How to factor the polynomial $x^4-x^2 + 1$

How do I factor this polynomial: $$x^4-x^2+1$$ The solution is: $$(x^2-x\sqrt{3}+1)(x^2+x\sqrt{3}+1)$$ Can you please explain what method is used there and what methods can I use generally for 4th or 5th degree polynomials?

Solution 1:

Key Idea $\, $ Completing the square leads to a difference of squares

$$\begin{eqnarray} \overbrace{\color{#0a0}{x^4+1}}^{\rm incomplete\ \large \Box\!\!}\!\! -x^2 &\,=\,& \overbrace{\color{#0a0}{(x^2\!+1)^2}}^{\rm\!\!\! completed\ \large \Box \!\!\!}-\ \color{#c00}{3\, x^2}\ \ \text{so factoring this} \it\text{ difference of squares}\\[.2em] &\,=\,& (x^2+1\color{#c00}\ \ {-\ \ \color{#c00}{\sqrt3 x}})\ (x^2+1\, + \color{#c00}{\sqrt3 x})\\ \end{eqnarray}$$ Another example $$\begin{eqnarray} \overbrace{\color{#0a0}{n^4+4k^4}}^{\rm incomplete\ \large \Box}\!\! &=\,& \overbrace{\color{#0a0}{(n^2\!+2k^2)^2}}^{\rm\!\!\! completed\ \large \Box\!\!\!}\!\!-\!(\color{#c00}{2nk})^2\ \ \text{so factoring this} \it\text{ difference of squares}\\[.2em] &\,=\,& (n^2\!+2k^2\ -\,\ \color{#c00}{2nk})\,(n^2\!+2k^2+\,\color{#c00}{2nk})\\[.2em] &\,=\,&(\underbrace{(n-k)^2}_{\rm\!\!\!\!\!\!\!\!\!\!\! complete\ the\ square\!\!\!\!\!\!\!\!}\ +\ \,k^2)\ \ \underbrace{((n+k)^2}_{\rm\!\!\!\!\!\!\!\!\!\!\! complete\ the\ square\!\!\!\!\!\!\!\!\!\!\!\!\!\!} +\,k^2)\\ \end{eqnarray}$$

This generalizes to completing a product, via the AC-method, viz.

$$\begin{eqnarray} &&axy + bx + cy\, =\, d,\ \ a\ne 0\\ \overset{\times\,a}\iff\, &&\!\! (ax+c)(ay+b)\, =\, ad+bc\end{eqnarray}\qquad\qquad$$

Solution 2:

The first to try would be to look for (rational) roots, but that is fruitless here (you need only test divisors of the constant term, but $\pm1$ is not a root).
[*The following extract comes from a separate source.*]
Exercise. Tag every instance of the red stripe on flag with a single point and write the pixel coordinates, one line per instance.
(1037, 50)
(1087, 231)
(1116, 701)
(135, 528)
Next you might try to factor as $(x^2+ax+b)(x^2+a'x+b')$ with integer coefficients, where once again you could conclude that $bb'=1$, so $b=b'=\pm1$. However, as the solutionm tells as, this won't work to produce integer values $a,a'$ - though if you still give it a try with $b=b'=1$, you might be led to $a,a'=\pm\sqrt 3$.

However, a "trick" works here: Try to add something simple (that is also a easy to take the square root of) in order to obtain a square. Here we have $x^4-x^2+1$, which almost looks like $x^4+2x^2+1=(x^2+1)^2$, so we have $$ x^4-x^2+1=(x^2+1)^2-3x^2 = (x^2+1)^2-(\sqrt3x)^2$$ and can apply the third binomial formula to obtain a factorization.